Tout le reste de la distribution est excellent : Bernadette Lafont et Hélène Vincent s'musent comme deux gamines ; Luis Rego est particulièrement touchant ; Cyril Couton (dans le rôle du Docteur qui aurait voulu être taxidermiste) est parfait engoncé dans sa petite vie triste ; Jean-Claude Dreyfus est "ogresque" ; et tous les autres sont au diapason, Fanny Touron, Kea Kaing, Vincent Deniard, Philippe Soutant, Guilhem Pellegrin, Jean-Paul Solal, Jea-Pol Bissart... chacun ayant sa part de poésie.

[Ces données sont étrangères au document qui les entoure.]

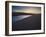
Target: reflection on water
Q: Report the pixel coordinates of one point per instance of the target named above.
(20, 17)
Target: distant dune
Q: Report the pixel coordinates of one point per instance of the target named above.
(31, 23)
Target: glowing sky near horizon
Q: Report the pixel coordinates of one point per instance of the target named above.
(26, 9)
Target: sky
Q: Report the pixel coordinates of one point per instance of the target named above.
(26, 9)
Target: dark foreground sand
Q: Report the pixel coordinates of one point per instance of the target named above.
(31, 23)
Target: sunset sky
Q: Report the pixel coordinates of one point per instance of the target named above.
(26, 9)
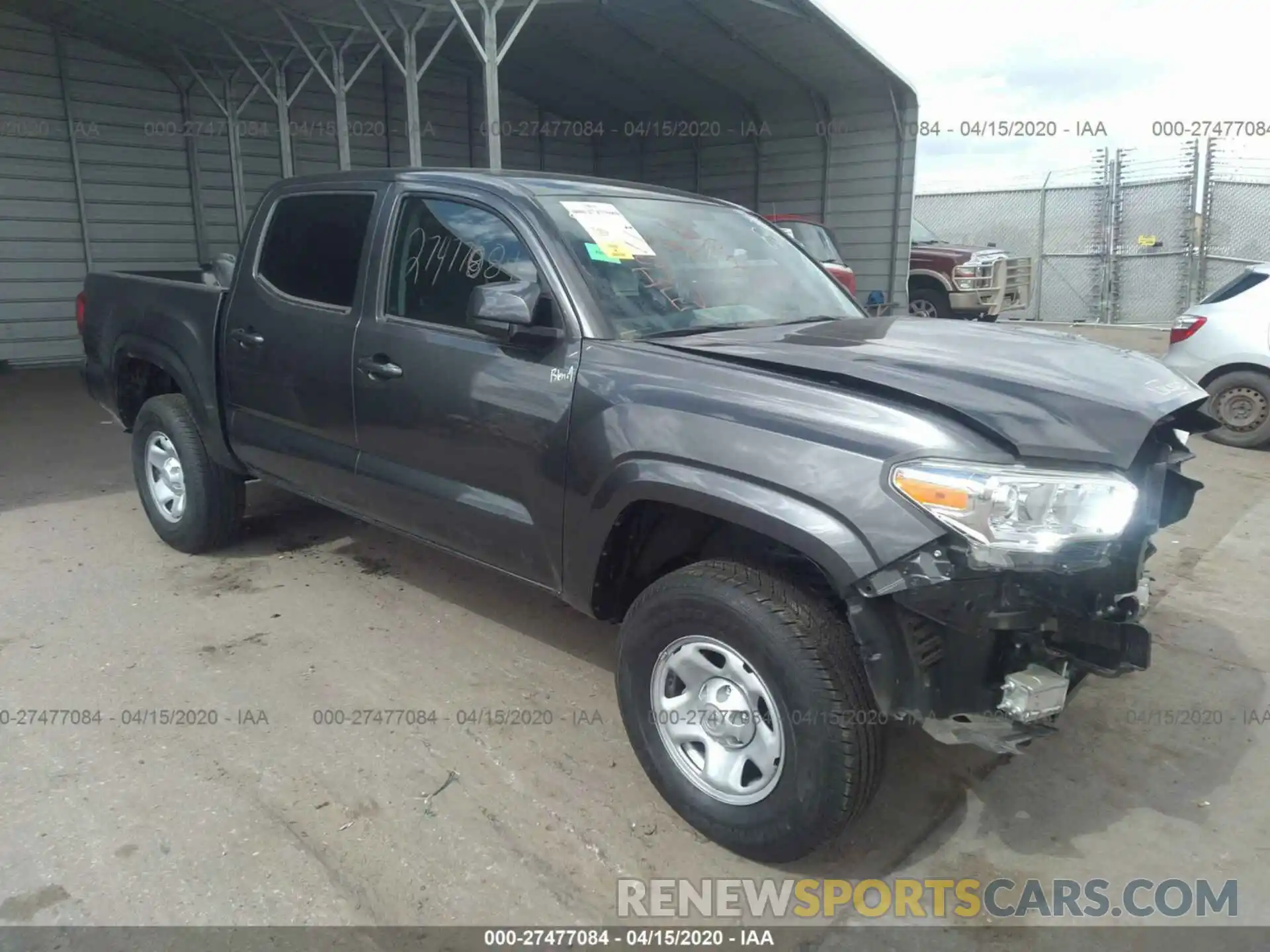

On devine en le voyant que "Attila Marcel" déplaira à Télérama (au moins pour une part), aux Cahiers du Cinéma et à Critikart, pourtant, son intemporalité, son humour, sa tendresse, son acidité, sa chronique humaine, ne sont pas du même acabit que ce que décrit, par exemple, "Amélie Poulain", à savoir un univers trop nettoyé, presque rance. C'est un film ténu, opalescent, dont il faut admirer la somme gigantesque de travail qu’a impliqué son apparente facilité, et tout ce qui se cache derrière les apparences, derrière les façades. L'enfance de Paul est cachée, l'appartement de Madame Proust est caché, les clients de Madame Proust se cachent, la "vérité" des tantes Annie et Anna sur Attila Marcel, le père de Paul, n'est que mensonges... C'est plutôt très subtil, car au-delà d'un film inscrit dans un passé propret, grâce à Madame Proust, on accède à une critique, fantisiste certes, mais piquante, voire acérée, du conformisme, des "bonnes manières", du trop bien rangé, du trop confortablement assi.

As de l’animation, Sylvain Chomet passe à la prise de vues réelles sans rien renier de son univers. Il flotte dans "Attila Marcel" un parfum doucement transgressif et une poésie sacrément communicative.

Et puis... Anne Le Ny est merveilleuse. Comme la fée multicolore du haschih et du LSD.